The applicant argued that adding these issues to the proceeding would permit for an efficient and cost-effective resolution of this application. If these issues were not added to this proceeding, they would be forced to file a new application which would require the use of additional, unnecessary resources from this Tribunal. The respondent opposed the motion and argued that by bringing the motion approximately one month before the hearing, the respondent would not have the ability to respond to these issues, to meet the required timelines and to prepare for the hearing. The respondent also argued the applicant failed to provide any case law supporting the proposition that issues in dispute can be added 18 days before a hearing.
The Adjudicator denied the applicant’s motion. Procedural fairness requires that a party be able to respond to the position taken against it.

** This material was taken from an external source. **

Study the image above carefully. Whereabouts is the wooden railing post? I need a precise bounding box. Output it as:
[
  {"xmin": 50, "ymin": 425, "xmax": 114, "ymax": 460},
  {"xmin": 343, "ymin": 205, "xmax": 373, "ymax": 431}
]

Relying on Rule 3.1 of the Tribunal’s Common Rules of Practice and Procedure, the Adjudicator must exercise their own discretion based on all the facts, in deciding how the case before them should proceed. In the case at hand, the deadline for documentary production had passed and no documentary production relating to the proposed treatment plans had occurred yet. The deadline to exchange final lists of witnesses had also passed and the parties had until April 21, 2023 to exchange their hearing briefs. Since the treatment plans were denied in 2023, the applicant would not be prejudiced if these treatment plans were not added to this application – they still had time to file a new application. This would also allow these treatment plans to proceed through the Tribunal’s dispute resolution process which would allow the parties to attend a case conference and ensure a fair and efficient resolution of the dispute.
This decision highlights the challenges faced by parties to a LAT dispute where there is an ongoing obligation to adjust claims. There is no guarantee that once a dispute is commenced at the LAT, that new denials will not occur subsequently. While there may be some administrative efficiency in having all disputes dealt with at the same time, there is also a need for finality in determining what the issues are that are proceeding to a hearing, to be able to prepare for that hearing without having new issues added along the way.